Women voters matter, as this NPR blog post says. And “women will stay undecided about their vote longer than men.... [T]hey won’t base it on a party line vote, but much more on a likability factor.”
As a woman, that quote makes me wince. I don’t know whether women are actually liable to weight likability over party affiliation. (I know a lot of women with staunch party affiliations, and for them party is the first factor in likability.) But the word “likability” sounds diminutive. It dismisses the value of assessing a candidate’s character.
What's more, as NPR points out, likability (if we have to call it that) means different things to women in different stages of their life. To the unattached, it might mean Someone They Can Believe In. To mothers, it might mean Someone Committed to Solving Problems. And for everyone, there's the raw seduction of identification. I was forwarded an e-mail by my aunt in which a friend of hers, who works for the Hillary campaign in California, said of Hillary: "The whole time I kept staring at her thinking 'My God! She has wrinkles and crows feet! Oh my God - she looks just like us!'" Of course, the power of identification doesn't always favor Hillary. Kim McLarin at The Root writes a thoughtful essay about why Michelle Obama makes her swoon for Barack, which includes: "She reminds me of my sister Michelle. She looks like me."

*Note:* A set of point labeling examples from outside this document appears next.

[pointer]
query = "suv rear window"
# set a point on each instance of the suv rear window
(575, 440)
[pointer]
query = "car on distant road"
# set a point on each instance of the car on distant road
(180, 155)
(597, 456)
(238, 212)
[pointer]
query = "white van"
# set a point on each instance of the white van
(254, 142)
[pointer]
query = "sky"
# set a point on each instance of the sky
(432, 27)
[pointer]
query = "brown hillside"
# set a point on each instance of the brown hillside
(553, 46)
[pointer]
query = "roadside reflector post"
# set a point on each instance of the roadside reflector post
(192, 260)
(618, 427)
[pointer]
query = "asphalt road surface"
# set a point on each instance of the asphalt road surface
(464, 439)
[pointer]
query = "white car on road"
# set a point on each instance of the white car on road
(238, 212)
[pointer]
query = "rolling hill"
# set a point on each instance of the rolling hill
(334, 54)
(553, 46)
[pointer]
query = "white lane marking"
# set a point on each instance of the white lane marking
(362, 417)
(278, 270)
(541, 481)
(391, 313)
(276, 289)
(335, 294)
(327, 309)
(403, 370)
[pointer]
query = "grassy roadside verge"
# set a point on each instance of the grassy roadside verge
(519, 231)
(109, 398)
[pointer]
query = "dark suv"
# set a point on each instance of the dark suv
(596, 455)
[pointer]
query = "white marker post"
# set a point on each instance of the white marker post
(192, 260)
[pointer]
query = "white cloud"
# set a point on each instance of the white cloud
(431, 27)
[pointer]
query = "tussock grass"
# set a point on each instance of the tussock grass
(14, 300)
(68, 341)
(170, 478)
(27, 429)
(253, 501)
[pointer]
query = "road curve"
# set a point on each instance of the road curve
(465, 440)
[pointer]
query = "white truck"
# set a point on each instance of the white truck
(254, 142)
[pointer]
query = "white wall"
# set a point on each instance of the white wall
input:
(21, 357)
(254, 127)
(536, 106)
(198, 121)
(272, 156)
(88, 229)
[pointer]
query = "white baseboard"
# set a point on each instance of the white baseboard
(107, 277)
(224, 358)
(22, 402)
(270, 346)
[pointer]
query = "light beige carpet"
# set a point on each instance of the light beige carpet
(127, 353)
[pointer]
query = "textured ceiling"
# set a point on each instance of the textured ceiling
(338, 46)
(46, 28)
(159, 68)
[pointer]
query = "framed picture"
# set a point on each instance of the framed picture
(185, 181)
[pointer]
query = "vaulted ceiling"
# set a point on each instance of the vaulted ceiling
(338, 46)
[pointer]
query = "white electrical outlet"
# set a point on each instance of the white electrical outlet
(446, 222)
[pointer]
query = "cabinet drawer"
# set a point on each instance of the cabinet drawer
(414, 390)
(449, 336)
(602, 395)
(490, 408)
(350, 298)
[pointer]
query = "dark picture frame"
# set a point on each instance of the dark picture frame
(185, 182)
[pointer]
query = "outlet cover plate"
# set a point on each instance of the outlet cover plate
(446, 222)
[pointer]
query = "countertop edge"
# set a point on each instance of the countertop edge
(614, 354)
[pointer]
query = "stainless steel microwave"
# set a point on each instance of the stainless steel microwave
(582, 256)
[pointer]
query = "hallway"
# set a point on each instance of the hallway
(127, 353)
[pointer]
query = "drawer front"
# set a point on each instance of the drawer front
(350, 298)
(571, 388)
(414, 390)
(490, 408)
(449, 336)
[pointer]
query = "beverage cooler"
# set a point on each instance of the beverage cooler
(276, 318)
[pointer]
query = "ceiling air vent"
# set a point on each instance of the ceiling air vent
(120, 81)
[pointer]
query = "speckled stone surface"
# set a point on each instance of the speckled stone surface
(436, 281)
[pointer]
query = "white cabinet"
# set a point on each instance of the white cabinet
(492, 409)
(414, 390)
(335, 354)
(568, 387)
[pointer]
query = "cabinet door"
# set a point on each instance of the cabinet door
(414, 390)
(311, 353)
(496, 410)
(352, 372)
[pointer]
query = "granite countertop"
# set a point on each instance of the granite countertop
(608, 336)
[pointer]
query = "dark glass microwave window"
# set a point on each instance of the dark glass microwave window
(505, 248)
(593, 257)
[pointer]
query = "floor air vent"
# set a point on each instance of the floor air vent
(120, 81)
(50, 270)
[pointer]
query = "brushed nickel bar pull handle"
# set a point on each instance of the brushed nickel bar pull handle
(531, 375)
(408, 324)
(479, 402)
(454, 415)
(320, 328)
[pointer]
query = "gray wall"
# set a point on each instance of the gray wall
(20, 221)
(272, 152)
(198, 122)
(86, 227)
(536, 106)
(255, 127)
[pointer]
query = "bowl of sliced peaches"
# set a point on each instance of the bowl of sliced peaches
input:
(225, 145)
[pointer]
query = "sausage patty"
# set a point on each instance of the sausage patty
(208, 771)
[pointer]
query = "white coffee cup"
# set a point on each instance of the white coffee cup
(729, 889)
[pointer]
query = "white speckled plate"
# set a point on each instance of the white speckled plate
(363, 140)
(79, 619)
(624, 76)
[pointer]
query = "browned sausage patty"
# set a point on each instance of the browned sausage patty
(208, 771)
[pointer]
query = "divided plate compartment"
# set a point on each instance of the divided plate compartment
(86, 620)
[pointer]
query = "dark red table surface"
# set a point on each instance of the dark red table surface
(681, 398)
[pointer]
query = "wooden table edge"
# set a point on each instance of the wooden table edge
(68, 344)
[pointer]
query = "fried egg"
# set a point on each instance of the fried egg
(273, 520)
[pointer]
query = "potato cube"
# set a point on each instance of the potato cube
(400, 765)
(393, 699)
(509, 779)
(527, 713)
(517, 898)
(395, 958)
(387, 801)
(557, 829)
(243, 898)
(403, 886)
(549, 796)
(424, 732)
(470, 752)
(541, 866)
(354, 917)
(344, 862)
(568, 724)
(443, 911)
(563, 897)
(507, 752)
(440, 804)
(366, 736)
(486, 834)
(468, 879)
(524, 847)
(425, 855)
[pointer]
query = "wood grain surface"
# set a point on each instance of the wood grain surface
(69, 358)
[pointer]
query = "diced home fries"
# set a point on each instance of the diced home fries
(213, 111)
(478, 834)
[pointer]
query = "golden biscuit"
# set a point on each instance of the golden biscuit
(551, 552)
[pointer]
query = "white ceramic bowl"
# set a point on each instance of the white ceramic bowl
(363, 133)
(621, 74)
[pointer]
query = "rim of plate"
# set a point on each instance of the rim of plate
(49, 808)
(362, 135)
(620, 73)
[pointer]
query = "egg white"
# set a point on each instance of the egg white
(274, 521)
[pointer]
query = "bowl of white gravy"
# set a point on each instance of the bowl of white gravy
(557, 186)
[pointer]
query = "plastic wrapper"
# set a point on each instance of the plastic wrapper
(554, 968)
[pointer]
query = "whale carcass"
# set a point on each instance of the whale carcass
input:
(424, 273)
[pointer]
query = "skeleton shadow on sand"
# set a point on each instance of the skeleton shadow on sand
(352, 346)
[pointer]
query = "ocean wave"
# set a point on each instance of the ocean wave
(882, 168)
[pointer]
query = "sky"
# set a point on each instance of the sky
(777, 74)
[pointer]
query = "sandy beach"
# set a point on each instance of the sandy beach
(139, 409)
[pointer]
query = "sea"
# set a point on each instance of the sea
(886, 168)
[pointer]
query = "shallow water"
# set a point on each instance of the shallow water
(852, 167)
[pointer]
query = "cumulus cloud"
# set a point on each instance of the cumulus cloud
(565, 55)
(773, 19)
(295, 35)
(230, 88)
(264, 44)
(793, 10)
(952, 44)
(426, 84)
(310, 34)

My aunt, a Francophile originally from the Midwest, is a case study in how identification can be about exclusion, too. She told me, "I remember in the early 60s I was a Young Republican and once at a rally I looked around and all the candidates were white men in suits and I thought 'these people don't look like me' and walked out. Thereafter I became a Democrat."
P.S. The woman who works for the Hillary campaign also wrote, "The whole day I had thought about asking her if she would consider making Barack Obama her vice-president because that's the dream team those of us in the trenches and on the fence really want to see."